Princess Elizabeth and her son Charles, in London, 1948. In June 1953, the photographer received a call from the palace informing him that the Queen wanted him to take the official photos of her coronation. Famous for his fashion photos, Cecil Beaton (1904-1980) infused theatricality, glamour and closeness to the portraits of Elizabeth II, who succeeded her father, George VI. CECIL BEATON / VICTORIA & ALBERT
Constitutional scholar Robert Hazell founded the Constitution Unit at University College London (UCL), a research center specializing in British parliamentary democracy. He has recently launched a major research project on monarchies in Europe.
Of the eight parliamentary monarchies – Belgium, Denmark, Spain, Luxembourg, Norway, the Netherlands, the United Kingdom and Sweden – that exist in Europe, the United Kingdom is the only one to have retained a coronation ceremony. Why is this so?
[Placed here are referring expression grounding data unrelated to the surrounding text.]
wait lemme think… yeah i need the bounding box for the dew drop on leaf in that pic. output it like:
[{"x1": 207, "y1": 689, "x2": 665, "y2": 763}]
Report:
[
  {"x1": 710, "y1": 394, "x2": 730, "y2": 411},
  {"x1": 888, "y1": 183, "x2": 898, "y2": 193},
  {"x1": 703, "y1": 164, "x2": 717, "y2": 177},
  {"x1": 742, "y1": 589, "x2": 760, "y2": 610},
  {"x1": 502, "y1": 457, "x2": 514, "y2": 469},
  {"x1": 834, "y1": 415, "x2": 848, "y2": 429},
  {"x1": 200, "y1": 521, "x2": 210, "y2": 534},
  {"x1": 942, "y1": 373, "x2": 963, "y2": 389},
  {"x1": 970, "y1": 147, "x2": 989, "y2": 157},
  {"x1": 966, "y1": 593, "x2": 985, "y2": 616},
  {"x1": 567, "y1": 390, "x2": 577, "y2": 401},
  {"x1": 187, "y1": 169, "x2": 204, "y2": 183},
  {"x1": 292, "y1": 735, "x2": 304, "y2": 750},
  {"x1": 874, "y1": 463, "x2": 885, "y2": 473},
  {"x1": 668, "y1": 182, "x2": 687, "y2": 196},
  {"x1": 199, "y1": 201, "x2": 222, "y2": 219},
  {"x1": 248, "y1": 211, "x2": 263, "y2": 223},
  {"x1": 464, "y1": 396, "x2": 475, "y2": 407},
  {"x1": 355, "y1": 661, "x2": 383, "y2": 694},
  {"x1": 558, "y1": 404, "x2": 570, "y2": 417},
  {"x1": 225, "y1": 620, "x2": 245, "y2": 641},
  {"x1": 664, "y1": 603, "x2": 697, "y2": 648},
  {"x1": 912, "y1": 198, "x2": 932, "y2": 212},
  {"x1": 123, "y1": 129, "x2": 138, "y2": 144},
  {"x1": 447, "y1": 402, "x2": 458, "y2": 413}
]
It is about traditions, it is such an ancient ceremony going all the way back to Anglo-Saxon kings. All schoolchildren in Britain learn that kings are crowned. The first King to be crowned in Westminster Abbey was actually a Frenchman who we call William the Conqueror. He was crowned in Westminster Abbey on Christmas Day in 1066. But the coronation is older than that and some historians dated it to the sixth century AD, the first properly recorded coronation dates from AD 973. That was a coronation conducted by Saint Dunstan, then Archbishop of Canterbury, not at Westminster but in Bath Abbey.